- Born: September 2, 1900 Daegu, Korean Empire
- Died: April 25, 1943 (aged 42)
- Writing career
- Language: Korean

= Hyun Jin-geon =

Korean author (1900–1943)

Hyeon Jingeon (September 2, 1900 – April 25, 1943) was a Korean author.

==Life==
Hyun Jin-geon was born in Daegu, Korean Empire in 1900 (two different birth dates are given in the literature, September 2 and August 9, the latter date according to the lunisolar calendar). His education was international: He attended Posung High School as well as high school in Tokyo and studied German at Shanghai Hogang University in China.

In China, Hyun and fellow Korean writers Lee Sangwha and Baek Giman published a literary magazine named Geohwa. His first work was published in 1920.

He began his career as a fiction writer with “Huisaenghwa”, published in Genesis (Gaebyeok) in November 1920. The work was not favorably received, but his subsequent works fared much better: he established his reputation as a major realist writer with “My Destitute Wife” (Bincheo) and “The Society that Drives You to Drink” (Sul gwonhaneun sahoe), both of which were published in 1921.

In 1922, with Park Jonghwa, Hong Sayong, Park Yeonghui, and Na Dohyang, Hyun helped found the literary journal White Tide (Baekjo). After six years in fiction he semi-changed careers and began a long career as journalist working for the Chosun Ilbo, Shidae Ilbo, and Dong-a Ilbo. In 1940 he returned to writing, serializing Heukchi Sangji- a novel about a Baekje general who fought against Tang invaders. This was deemed improper by Japanese censors and the work was never completed.

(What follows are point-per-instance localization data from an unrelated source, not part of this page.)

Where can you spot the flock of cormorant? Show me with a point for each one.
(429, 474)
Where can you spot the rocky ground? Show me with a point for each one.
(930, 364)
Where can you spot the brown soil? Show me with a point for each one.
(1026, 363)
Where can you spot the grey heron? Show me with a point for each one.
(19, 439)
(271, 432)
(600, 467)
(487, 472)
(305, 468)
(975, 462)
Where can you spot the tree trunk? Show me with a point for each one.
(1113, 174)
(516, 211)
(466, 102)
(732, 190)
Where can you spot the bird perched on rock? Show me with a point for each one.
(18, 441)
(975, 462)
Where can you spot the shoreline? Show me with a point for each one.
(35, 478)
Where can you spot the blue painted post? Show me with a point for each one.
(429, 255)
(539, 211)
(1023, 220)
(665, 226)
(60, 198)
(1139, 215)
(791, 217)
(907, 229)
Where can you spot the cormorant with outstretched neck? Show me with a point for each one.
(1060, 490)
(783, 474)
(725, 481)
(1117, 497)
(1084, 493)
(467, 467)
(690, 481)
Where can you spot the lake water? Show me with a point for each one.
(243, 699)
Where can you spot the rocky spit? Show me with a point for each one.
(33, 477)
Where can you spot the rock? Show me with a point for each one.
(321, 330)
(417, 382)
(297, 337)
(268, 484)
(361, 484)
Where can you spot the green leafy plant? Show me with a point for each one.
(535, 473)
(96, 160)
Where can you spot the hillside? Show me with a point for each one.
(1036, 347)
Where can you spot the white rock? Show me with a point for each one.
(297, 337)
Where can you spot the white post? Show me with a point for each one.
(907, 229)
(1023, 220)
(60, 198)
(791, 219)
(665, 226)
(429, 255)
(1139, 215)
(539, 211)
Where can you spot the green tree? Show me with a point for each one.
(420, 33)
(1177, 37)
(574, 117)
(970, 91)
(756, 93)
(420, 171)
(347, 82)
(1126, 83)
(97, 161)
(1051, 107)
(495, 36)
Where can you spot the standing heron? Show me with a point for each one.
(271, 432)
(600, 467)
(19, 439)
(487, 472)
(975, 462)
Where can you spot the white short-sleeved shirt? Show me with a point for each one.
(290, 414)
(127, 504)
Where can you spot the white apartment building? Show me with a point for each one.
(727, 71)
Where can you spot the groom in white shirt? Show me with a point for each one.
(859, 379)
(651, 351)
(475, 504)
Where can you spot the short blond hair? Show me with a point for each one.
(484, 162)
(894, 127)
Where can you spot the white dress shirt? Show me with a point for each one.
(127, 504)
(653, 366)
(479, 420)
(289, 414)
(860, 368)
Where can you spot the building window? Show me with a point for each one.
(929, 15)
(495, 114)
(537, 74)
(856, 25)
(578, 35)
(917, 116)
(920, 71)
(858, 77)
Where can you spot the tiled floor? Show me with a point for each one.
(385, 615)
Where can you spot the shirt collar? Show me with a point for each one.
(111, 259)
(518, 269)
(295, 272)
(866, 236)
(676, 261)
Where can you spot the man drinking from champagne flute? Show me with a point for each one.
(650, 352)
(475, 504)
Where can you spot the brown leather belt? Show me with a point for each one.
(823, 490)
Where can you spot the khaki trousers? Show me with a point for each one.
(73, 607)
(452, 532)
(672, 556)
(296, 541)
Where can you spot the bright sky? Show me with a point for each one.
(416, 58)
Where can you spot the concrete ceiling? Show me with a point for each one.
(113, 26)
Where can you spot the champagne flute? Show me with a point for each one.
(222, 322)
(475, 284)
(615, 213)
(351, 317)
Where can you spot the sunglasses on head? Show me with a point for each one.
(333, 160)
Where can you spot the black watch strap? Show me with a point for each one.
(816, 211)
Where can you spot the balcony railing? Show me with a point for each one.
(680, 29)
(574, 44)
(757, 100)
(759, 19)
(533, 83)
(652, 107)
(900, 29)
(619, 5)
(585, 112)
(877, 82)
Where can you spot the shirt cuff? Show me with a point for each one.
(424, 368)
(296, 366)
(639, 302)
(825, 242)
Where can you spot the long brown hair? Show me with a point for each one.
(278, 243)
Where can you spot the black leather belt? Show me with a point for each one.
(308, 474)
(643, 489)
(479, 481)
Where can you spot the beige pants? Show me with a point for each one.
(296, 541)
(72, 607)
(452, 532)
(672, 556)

Hyun died on April 25, 1943.

==Work==
Hyun devoted himself to creating realistic works. Beginning with One Lucky Day (Unsu joeun nal), he spurned the confessional mode of first-person narrative and instead wrote in the third person perspective in his attempt to portray life vividly and without subjectivity. Working in this manner he wrote some of his most popular works: Fire (Bul), Proctor B and Love Letter (B-sagamgwa leobeu leteo), and Hometown (Gohyang). In 1931, he published his final work of fiction, A Ham-Fisted Thief, and moved to writing long historical novels, including Equator (Jeokdo), The Shadowless Pagoda (Muyeong tap), and Heukchi Sangji.

==Works in translation==
- Fire in Flowers of Fire
- One Lucky Day in A Washed-out Dream

==Works in Korean==
===Collections===
- Korea's Faces (1926)
- The Corrupt (Tarakja)
- Overnight Fog (Jisaeneun angae)
- Faces of Joseon (Joseonui eolgol)
- Selected Stories of Hyeon Jin-geon (Hyeon Jin-geon danpyeonseon)

===Travel Writing===
- Dangun Pilgrimage (Dangun seongjeok sullye)

===Historical Novels===
- Equator (Jeokdo)
- The Shadowless Pagoda (Muyeongtap)
- Heukchisangji (1940)

== Episodes ==

- According to the meeting of the former Dong-A Ilbo editor-in-chief Wu Seung-Gyu, in a meeting outside Changuimun with comrades to collect a pension for flood damage in 1936, Hyun Jin-geon said "Don't lean on the Japanese, let us be self-sufficient." while vomiting, unfortunately, he received attention from the Japanese police next to him. (At the time, the Japanese forced the Koreans to call themselves 'my acquaintances' rather than calling themselves 'Japanese', and those who did not drove them to the so-called 'Futei Senjin'. That's why he publicly wrote 'my acquaintance' and wrote the two letters 'Japan' on top of it.)